お笑いコンビ・藤崎マーケットの田崎佑一(27)が左足首じん帯を損傷していたことが、5日までに分かった。

11月29日の「M−1グランプリ2008」3回戦の本番前に、2人で持ちネタ“ラララライ体操"をしてじゃれていたところ、左足をひねった田崎。「痛いな~」と思ったが、そのまま本番に出場。30日に病院に行ったところ、全治3〜4週間と診断された。

3回戦は動きのあるネタではなく漫才を行ったため、無事準決勝に進出。しかし、13日にbaseよしもとで行う予定だったソロライブは、万全の状態でファンの前でやりたいという本人らの意向により中止。あらためて、来年2月に同所で行う。
(藤崎マーケット・田崎佑一が左足首じん帯損傷…M1グランプリ)


足関節の靱帯損傷では、多くは内がえし捻挫で足関節外側靱帯を損傷しやすいといわれています。こうした捻挫や靱帯損傷は、1日につき1万に1人の割合で受傷する高頻度の外傷であり、スポーツでの受傷が多いです。

足関節は、距骨下関節との複合体として三次元的な関節運動が可能となっています。距骨下関節は外がえし方向に可動域が少なく、骨性に安定していますが、内がえし方向には可動域が大きく、距踵関節間の靱帯が安定性を支えています。

そのため、足関節捻挫の多くは足関節底屈内反の内がえし捻挫であり、足関節外側靱帯、とくに底屈位で緊張する前距腓靱帯を損傷しやすく、さらに重症となると踵腓靱帯も損傷することになってしまいます。また、同時に距踵関節間の靱帯を損傷することも多いです。

このような運動による受傷する靱帯が異なるため、受傷機転を質問することで、ある程度は損傷靱帯が類推できます。また、初めての捻挫か反復性かは治療方針の決定に重要です。反復する捻挫の場合、足関節に不安定感がないか、関節弛緩性の有無、神経・筋に関する疾患の既往がないかを聞くことが重要となります。スポーツレベル、種目を聞いておくことも必要で、これらは後療法やリハビリテーションにかかわります。

診断や治療としては、以下のように行います。
新鮮損傷靱帯を診断する上で重要なポイントは、^議防位⊆傷機転と同じ方向に軽い力を加えることによる痛みの誘発です。受傷機転と損傷靱帯との関係を理解し診断します。

損傷靱帯の重症度を診断するのは、皮下出血や腫脹の程度です。皮下出血が早期よりある場合や腫脹の著明な場合は、靱帯断裂を考えます。前距腓靱帯は内がえし時外果前縁に靱帯の緊張を触れることが可能なため、受傷直後の腫脹が少ない時期では断裂を確認できます。触診でわからない場合は踵骨を前方に引き出し、前方移動不安定性がないかを確認します。単純X線写真は、骨折との鑑別のため必要となります。

靱帯断裂を疑わない新鮮損傷例では、弾性包帯固定などで10日ほどの患肢安静で良いですが、少しでも断裂を疑う所見のある症例には、機能的装具療法を行います。機能的装具療法をうまく行えば、足関節・距骨下関節複合体の不安定性なく靱帯修復が行われ、靱帯不安定性の愁訴を残す例はほとんどないといわれます。
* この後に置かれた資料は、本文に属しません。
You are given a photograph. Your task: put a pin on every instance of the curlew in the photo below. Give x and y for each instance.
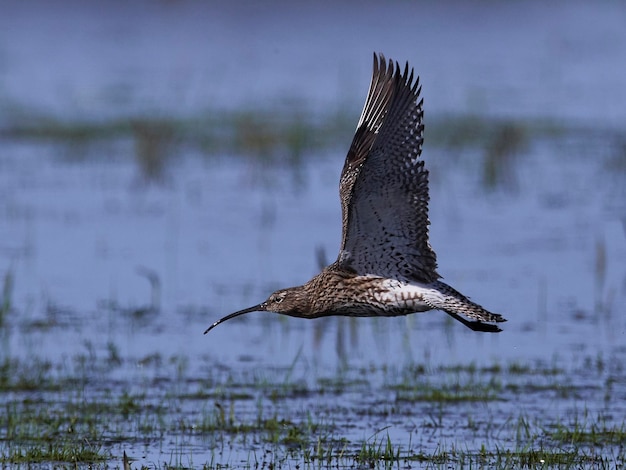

受傷後24〜48時間以内は、テーピングによる中間位固定で可及的アイシングに努めます。受傷直後患肢荷重可能な症例には内外反制動可能な装具固定を、不能な症例にはU字型ギプス副子固定を行い歩行許可します。U字型ギプス副子は歩行が容易となればこの時点で機能的装具に変えます。装具は入浴と就眠時以外、受傷後5〜6週ころまで着けるようにします。

なかなか休むことが難しいこととは思われますが、しっかりと静養なさって、あまり無理をなさらないようにお願いしたいところではあります。